Mackay Country

Reaching Mackay Country means reaching the wild


Mackay Country, the ancestral home of the once powerful Clan Mackay.

Mackay Country can seem wild, empty & remote delve a little deeper and you will find features hidden in the landscape showing how humans have lived and influenced their environment for over 6,000 years.

Today Durness and surrounding communities in the far north west are still Mackay through and through Mackay’s still inhabit this land and the descendants of the many who left these shores return each year to stand where their ancestors once stood.

Clouds sky sunny landscape

Walking and Climbing

Durness lies in the heart of Mackay Country, packed full of natural wonders. Surrounded by spectacular mountains, a rugged coastline and stunning unpolluted beaches makes for a perfect escape.

There are few places in the world which offer more dramatic scenery.

Explore a wide range of routes in and around Durness


For the more adventurous some of the most enjoyable hill walking in Britain can be found in the Sutherland area. Unlike some of the more popular hills these are remote, quiet hills where you are less likely to meet another living soul.

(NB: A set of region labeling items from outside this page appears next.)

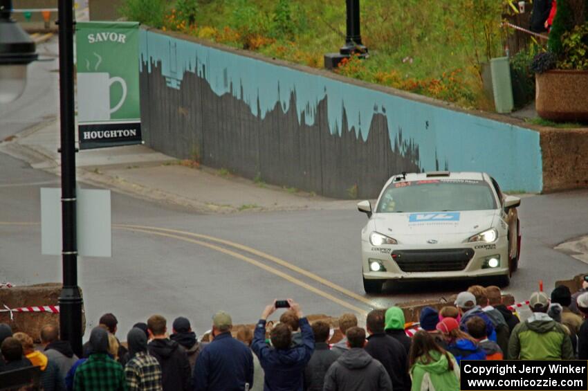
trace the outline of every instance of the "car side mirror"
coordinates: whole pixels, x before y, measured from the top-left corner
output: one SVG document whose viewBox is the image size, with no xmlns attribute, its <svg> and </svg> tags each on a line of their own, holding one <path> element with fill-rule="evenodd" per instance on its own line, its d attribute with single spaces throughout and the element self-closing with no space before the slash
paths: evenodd
<svg viewBox="0 0 588 391">
<path fill-rule="evenodd" d="M 362 201 L 357 204 L 357 210 L 362 213 L 367 215 L 368 218 L 371 217 L 371 204 L 369 201 Z"/>
<path fill-rule="evenodd" d="M 516 208 L 520 206 L 521 199 L 515 196 L 506 196 L 504 200 L 504 209 L 510 209 L 511 208 Z"/>
</svg>

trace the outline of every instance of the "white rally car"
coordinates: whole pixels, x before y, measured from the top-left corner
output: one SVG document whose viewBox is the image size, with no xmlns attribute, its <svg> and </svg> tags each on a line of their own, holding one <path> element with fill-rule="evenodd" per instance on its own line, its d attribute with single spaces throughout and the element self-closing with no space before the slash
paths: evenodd
<svg viewBox="0 0 588 391">
<path fill-rule="evenodd" d="M 361 231 L 363 287 L 389 280 L 495 277 L 508 285 L 520 252 L 520 198 L 482 172 L 436 172 L 390 178 Z"/>
</svg>

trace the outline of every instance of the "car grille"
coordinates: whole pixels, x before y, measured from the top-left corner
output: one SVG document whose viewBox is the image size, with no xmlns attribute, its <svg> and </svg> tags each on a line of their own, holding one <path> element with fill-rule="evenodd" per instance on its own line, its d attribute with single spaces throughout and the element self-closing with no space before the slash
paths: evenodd
<svg viewBox="0 0 588 391">
<path fill-rule="evenodd" d="M 392 253 L 392 258 L 398 267 L 406 272 L 463 270 L 473 256 L 471 248 L 403 250 Z"/>
</svg>

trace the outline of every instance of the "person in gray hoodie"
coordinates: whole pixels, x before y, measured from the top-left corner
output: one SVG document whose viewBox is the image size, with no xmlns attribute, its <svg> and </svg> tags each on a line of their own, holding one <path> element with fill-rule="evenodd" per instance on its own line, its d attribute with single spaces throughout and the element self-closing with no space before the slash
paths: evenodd
<svg viewBox="0 0 588 391">
<path fill-rule="evenodd" d="M 339 330 L 343 334 L 343 339 L 333 345 L 331 349 L 340 356 L 349 349 L 347 346 L 347 338 L 345 333 L 351 327 L 357 327 L 357 317 L 353 313 L 344 313 L 339 317 Z"/>
<path fill-rule="evenodd" d="M 392 391 L 384 365 L 364 350 L 365 331 L 347 330 L 349 350 L 331 365 L 324 376 L 324 391 Z"/>
<path fill-rule="evenodd" d="M 43 326 L 41 329 L 41 344 L 44 346 L 43 354 L 59 367 L 61 376 L 65 378 L 78 358 L 73 354 L 69 343 L 59 340 L 59 328 L 55 325 Z"/>
</svg>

The ridge of hills and mountains stretching south begins ½ km from Durness and includes the magnificent Foinaven (2,980 ft/ 908 m) and Arkle (2,583 ft/ 787 m), while to the east lie the spectacular Ben Loyal (2,504 ft/ 763 m) and of course Ben Hope (3,040 ft/ 927 m), the most northerly Munro.

Heights of Local Mountains

  • Ben Hope: 3,040 feet / 927 metres
  • Ben Loyal: 2,504 feet / 763 metre
  • Arkle: 2,583 feet / 787 metres
  • Foinaven: 2,980 feet / 908 metres
  • Ben Stack: 2,366 feet / 721 metres
Beaches at Mackays


Did we mention Beaches? The choice is yours there is a beach for everyday of the week.


The sand dunes are a most obvious feature of the coast, they represent a large range of habitats and form a machair, grassland of the calcareous type initially stabilised by Marram Grass. The sandy bay is crescent shaped and facing west where bathing is safe from pollution, unspoilt and quiet. The area offers unparalleled sunsets.

Sango Bay

In the heart of Durness village, Sango is a three minute walk from the cottage and always a deligh


Translated form Gaelic Ceannabeinne means head or end of the mountains lies two miles from the cottage. Perfection!

The Secret Beach

We could tell you but then what’s the point in that

Sandwood Bay

The most remote beach in Europe and possibly the most written about now!

Oldshore Mor

This beach is worth the 20 minute drive down through Kinlochbervie. A different feel from any other beach.

Polin Beach

Oldshore Mor’s neighbour great for a skinny dip

Sand and cliffs beach
Cape Wrath

Cape Wrath

The most northwest point of mainland Britain, accessible via a ferry across the Kyle of Durness which connects with a minibus on the other side. The Cape is renowned for its lighthouse built by Robert Stephenson in 1827.

See the astounding Clo Mor cliffs (the highest on mainland UK) which support immense sea bird colonies including thousands of puffins, razorbills, fulmars, kittiwakes and guillemots.

Smoo Cave

Visit Britain’s largest limestone cave, explore the inner caverns and beautiful waterfall. Smoo Cave is a famous natural landmark, Britain’s largest limestone cave.

A burn running through the limestone to the sea itself has through time created a huge cave, which is easily accessible to all.

The massive outer chamber is breathtaking. To explore the inner caverns. a wooden bridge leads into the inner chamber where you are met by the roar of a magnificent waterfall.

Entrance to Smoo Cave
Nature at Mackays


As well as healthy seabird population the Durness & Sutherland area enjoys a healthy wildlife population for everyone to experience and enjoy, often for the first time.

Watch for the eagle overhead the deer on the hill and listen for the haunting of the Greenshank. A famous seabird population on Handa Island deserves a day trip, as it is one of the most important seabird breeding colonies in the UK.

Corncrakes are effectively breeding in the area, once common and recently almost extinct it can often be heard- identified by its repeated rasping calls.

Prepare for the memorable sight of leaping dolphins or graceful whales, which frequent local bays daily during the summer months. Share the sad weary gaze of resting seals as you explore the magnificent landscape.

Rare wild flowers are found in abundance and many locations are protected by SSSI status.